9 minute read

Untitled

Since OpenAI announced DALLE-2, the attention on diffusion-based text-conditional image synthesis is largely increasing. In this post, I will cover recent trends from GAN-based image manipulation to DALLE-2. I will assume the readers are already fairly familiar with diffusion models.

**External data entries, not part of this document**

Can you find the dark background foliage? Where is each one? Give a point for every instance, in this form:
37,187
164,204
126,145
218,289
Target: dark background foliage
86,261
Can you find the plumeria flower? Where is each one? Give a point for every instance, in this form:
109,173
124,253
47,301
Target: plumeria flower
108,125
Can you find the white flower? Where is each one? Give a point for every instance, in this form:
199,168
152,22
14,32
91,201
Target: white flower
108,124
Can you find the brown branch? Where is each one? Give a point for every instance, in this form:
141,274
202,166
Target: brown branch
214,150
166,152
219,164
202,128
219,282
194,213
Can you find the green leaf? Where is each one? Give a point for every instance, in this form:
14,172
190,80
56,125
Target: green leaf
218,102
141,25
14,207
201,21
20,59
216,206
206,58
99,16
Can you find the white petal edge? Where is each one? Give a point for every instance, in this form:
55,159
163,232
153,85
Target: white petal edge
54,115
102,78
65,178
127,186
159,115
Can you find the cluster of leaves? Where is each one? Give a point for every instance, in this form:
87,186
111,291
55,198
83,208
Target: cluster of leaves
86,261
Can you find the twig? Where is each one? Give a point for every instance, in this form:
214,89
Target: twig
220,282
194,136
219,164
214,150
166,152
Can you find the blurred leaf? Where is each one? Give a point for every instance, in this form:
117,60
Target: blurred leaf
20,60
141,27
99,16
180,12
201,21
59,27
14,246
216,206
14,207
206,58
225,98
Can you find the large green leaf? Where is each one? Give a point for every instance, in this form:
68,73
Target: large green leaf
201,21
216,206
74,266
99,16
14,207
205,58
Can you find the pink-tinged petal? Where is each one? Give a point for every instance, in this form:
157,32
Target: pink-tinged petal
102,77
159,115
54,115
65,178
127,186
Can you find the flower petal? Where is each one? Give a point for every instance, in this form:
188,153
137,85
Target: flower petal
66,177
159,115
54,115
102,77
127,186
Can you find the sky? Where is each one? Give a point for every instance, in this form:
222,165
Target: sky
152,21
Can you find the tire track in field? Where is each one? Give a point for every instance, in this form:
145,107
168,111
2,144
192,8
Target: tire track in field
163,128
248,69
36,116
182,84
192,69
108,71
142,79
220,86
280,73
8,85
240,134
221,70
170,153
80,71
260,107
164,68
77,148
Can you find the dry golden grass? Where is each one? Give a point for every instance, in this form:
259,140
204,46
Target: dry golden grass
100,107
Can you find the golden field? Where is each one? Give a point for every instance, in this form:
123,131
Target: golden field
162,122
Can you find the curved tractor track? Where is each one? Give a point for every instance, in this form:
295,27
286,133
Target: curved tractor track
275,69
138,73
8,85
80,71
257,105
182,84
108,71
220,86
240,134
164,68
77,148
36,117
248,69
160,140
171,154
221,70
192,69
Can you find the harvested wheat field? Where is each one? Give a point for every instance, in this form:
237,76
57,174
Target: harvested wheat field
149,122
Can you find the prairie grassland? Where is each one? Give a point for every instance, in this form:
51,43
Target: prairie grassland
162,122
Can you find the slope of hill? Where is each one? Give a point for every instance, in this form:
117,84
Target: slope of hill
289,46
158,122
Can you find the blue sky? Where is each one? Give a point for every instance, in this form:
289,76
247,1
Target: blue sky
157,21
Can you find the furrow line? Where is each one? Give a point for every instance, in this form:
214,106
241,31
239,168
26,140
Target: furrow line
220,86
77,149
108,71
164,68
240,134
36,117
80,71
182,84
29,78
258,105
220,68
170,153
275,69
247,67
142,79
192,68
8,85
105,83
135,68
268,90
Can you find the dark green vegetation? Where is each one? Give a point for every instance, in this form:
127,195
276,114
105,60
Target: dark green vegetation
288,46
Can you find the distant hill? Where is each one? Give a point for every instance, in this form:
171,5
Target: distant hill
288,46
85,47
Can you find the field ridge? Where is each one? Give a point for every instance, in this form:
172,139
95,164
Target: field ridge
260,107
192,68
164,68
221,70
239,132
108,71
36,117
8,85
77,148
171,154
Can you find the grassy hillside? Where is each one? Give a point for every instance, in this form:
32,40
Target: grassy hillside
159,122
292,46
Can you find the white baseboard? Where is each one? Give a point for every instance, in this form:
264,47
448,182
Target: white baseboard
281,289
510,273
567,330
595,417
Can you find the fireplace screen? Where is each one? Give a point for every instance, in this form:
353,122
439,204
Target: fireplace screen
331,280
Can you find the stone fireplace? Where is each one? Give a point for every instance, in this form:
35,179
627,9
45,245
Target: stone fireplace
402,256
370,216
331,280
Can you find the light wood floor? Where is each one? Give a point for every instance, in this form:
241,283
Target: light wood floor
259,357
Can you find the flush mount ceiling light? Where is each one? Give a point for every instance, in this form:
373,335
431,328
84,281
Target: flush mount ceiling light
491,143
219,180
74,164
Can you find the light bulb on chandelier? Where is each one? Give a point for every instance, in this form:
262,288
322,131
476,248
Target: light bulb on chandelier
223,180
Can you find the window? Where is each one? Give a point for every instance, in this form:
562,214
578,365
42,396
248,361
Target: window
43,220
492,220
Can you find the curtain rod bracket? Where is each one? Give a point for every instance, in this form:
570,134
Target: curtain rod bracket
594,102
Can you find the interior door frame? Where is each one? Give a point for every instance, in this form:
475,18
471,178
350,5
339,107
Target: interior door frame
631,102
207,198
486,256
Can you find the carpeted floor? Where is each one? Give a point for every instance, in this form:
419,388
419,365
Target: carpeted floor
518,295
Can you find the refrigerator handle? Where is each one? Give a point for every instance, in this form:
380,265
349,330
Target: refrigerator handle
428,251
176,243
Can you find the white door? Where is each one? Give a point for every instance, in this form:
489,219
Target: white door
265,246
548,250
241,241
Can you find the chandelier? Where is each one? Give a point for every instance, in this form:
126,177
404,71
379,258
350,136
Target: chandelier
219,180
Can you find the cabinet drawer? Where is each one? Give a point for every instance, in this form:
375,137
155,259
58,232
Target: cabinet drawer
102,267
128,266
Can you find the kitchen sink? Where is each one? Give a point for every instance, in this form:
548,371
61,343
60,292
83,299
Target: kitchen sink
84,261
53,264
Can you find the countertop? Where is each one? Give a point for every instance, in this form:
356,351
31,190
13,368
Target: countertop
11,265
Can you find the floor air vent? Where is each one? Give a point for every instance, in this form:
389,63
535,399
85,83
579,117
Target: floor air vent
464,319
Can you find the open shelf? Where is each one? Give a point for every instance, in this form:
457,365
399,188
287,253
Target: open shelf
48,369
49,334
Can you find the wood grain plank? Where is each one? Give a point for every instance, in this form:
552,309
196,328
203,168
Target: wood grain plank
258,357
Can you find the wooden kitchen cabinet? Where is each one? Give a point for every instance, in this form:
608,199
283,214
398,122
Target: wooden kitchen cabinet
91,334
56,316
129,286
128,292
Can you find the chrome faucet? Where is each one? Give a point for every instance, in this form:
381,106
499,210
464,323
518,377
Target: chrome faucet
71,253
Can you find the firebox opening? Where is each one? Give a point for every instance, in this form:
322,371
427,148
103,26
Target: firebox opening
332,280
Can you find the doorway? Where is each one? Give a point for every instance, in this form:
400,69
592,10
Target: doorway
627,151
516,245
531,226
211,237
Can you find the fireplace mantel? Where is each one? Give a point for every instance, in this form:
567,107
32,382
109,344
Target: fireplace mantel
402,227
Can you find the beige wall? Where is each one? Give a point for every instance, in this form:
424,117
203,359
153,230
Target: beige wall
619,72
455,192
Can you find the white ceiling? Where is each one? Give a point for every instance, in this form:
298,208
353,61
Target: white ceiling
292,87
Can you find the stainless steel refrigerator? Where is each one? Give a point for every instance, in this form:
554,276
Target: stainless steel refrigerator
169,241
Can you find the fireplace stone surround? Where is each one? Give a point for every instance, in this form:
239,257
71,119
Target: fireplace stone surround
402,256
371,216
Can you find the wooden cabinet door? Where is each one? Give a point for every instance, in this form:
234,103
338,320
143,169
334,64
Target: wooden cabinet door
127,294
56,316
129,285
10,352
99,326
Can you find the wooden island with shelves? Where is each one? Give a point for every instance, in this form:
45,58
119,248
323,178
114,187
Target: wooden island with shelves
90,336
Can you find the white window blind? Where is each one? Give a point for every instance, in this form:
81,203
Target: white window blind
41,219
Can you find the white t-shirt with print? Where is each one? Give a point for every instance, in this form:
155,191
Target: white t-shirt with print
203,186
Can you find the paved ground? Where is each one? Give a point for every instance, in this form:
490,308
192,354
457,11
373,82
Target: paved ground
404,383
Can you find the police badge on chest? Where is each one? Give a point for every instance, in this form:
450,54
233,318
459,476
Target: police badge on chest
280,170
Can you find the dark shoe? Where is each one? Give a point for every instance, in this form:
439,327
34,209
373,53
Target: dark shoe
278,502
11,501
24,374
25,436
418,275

GAN-based image manipulation

Untitled

Text-guided image manipulation is the task of modifying an image based on a given text prompt. As shown in the image above, we can change the topping of the pizza, make it to be a chocolate chip cookie, or perform a style transfer.

Untitled

The studies that utilize pre-trained GAN for image manipulation can be sorted into the methods that perform latent optimization (w-learner) [1] and the methods that perform generator optimization (G-learner) [2]. The idea is basically that we can generate an image consistent with a given text prompt by optimizing either the latent vector or generator itself to maximize the similarity $\mathbf S$ between the text and the image. Unlike the w-learner that performs latent space exploration only, G-learner changes the distribution of the generator, making it possible to generate the images in the unseen domain that are not included in the training set. However, GAN-inversion is needed to apply these approaches for real image editing.

The cons

  1. An optimization of either $w$ or $G$ is necessary.
  2. The performance of GAN inversion serves as a bottleneck of overall manipulation quality.
  3. As GANs struggle in complex datasets such as ImageNet, the methods can be applied to limited sorts of datasets.

DiffusionCLIP

Untitled

Drawbacks of GAN-based manipulation methods include the error in GAN inversion and the limited performance of GANs on complex datasets. It is known that DDIM allows deterministic sampling of diffusion models, and nearly perfect inversion can be achieved by inverting the generative ODE [6]. Furthermore, diffusion models tend to perform better on complex datasets than GANs. DiffusionCLIP [3] exploits these advantages. They fine-tune the parameters of ODE to maximize the CLIP similarity between a text and an image, which is similar to G-learner in GAN-based manipulation methods, allowing translation to out-of-domain.

The cons

This still requires costly optimization of ODE.

CLIP-guided Diffusion

Text-conditional generation can be performed by utilizing CLIP guidance to guide the reverse process of the unconditional diffusion model [4]:

$$ \begin{equation} \hat \mu_\theta (x_t) = \mu_\theta(x_t) + s\Sigma\nabla x_t \mathbf S( I(x_t), T(c)). \end{equation} $$

$s$ is a scalar adjusting the strength of guidance, $\Sigma$ is the covariance matrix of a reverse process step, and $I$ and $T$ are image and text encoders of CLIP, respectively. Guided by text prompt, we can generate novel images or manipulate existing images by making them go through a forward process for a certain amount of steps and then pass through a reverse process. To use CLIP guidance, we would have to re-train CLIP on the noised dataset. Instead, we can calculate $\hat x_0$ from $\epsilon_\theta(x_t,t)$ and get the gradient of it with respect to CLIP similarity. Note that $\hat x_0$ can be differentiated by $\epsilon_\theta$, and $\epsilon_\theta$ can be differentiated by $x_t$. However, $\hat x_0$ is blurry or noisy, especially when $t$ is large, leading to worse performance than re-training CLIP, which is unfeasible in terms of computation.

The cons

  1. Without re-training CLIP, performance is sub-optimal.
  2. Translation to out-of-domain is impossible as $\theta$ is not fine-tuned.

GLIDE

Untitled

GLIDE [5] from OpenAI is the de facto predecessor of DALLE-2 that shows very impressive results. Unlike the models we have covered so far that do not require large-scale datasets consisting of text and image pairs, GLIDE leverages hundreds of millions of pairs. The idea is simple. As they have paired dataset, they train a text-conditional model by feeding a text prompt into a massive diffusion model as a condition. Since the dataset is very large and has high diversity, it is hard to define an explicit out-of-domain, making versatile image generation or editing possible.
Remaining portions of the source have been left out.